Frauke bleibt stehen und grinst mich an. Ihr Kopf ist wieder in einer deutlichen Schräge. Ich lege meinen Kopf in die gleiche Richtung und lache sie an.
»Nein, das werde ich nie tun. Ich trage sie lieber in meinem Herzen. Es mag egoistisch sein, aber es sind nur meine Geschichten. Sie gehören mir und denen, mit denen ich sie direkt teilen will.«
Manchmal macht mir Frauke furchtbar Angst.

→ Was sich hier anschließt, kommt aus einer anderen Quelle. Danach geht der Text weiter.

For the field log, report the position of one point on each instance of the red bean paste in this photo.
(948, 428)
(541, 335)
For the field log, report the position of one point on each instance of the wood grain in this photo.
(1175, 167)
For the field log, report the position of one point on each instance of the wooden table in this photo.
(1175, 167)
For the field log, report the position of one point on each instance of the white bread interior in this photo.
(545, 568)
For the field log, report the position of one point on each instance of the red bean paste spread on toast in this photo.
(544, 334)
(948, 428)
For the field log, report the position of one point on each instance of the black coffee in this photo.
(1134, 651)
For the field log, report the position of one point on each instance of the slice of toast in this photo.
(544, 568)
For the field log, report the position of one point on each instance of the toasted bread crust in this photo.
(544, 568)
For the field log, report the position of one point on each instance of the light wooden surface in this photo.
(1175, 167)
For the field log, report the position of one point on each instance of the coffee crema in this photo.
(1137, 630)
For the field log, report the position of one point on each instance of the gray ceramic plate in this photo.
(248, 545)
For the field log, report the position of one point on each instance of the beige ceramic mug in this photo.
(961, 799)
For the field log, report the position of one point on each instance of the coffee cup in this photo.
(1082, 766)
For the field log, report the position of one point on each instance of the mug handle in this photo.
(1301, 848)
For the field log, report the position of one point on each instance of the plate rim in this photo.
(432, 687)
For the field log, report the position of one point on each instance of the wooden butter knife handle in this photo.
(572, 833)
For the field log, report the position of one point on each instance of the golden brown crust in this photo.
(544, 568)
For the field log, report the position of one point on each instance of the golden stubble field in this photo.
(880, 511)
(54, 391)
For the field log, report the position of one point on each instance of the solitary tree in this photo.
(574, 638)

Wir kommen in der Schule an, alle übersehen mich und meine Verletzungen und schon sind die ersten beiden Stunden vorbei. In der Pause stehe ich allein in einer Ecke und es fällt natürlich noch immer keinem Menschen auf, dass ich heldenhaft meine Beulen zur Schau stelle. Leo hat nicht einmal eine Schramme und läuft wie immer sein Revier auf dem Schulhof ab. Wenn Leo nicht trainiert, baggert er Mädels an. Keine ist vor ihm sicher, nicht einmal Emma. Wobei ich gar nicht darüber nachdenken will, was passiert, sollte er sich Emma nähern. Leo besitzt nicht einmal das Gen, das einen normalen Teenager rechtzeitig vor Enttäuschungen und unbedachten Annäherungsversuchen warnt. Er geht drauf los und ist präsent. Den Rest besorgen Zufall, Glück, Gott, die Dummheit der Weiber und was weiß ich noch. Es gibt zum Glück eine Schwachstelle in Leos Leben, doch die kommt meistens zu spät raus. Zumindest zu spät für die Mädels, die ihm völlig erlegen sind. Leo ist im Grunde doof. Richtig doof. Er mag ein Instinktboxer von außergewöhnlichem Talent sein, aber Algebra hält er mit Sicherheit für eine schlecht schmeckende Arznei. Ich verdrücke gerade mein Pausenbrot, da klingelt es schon wieder.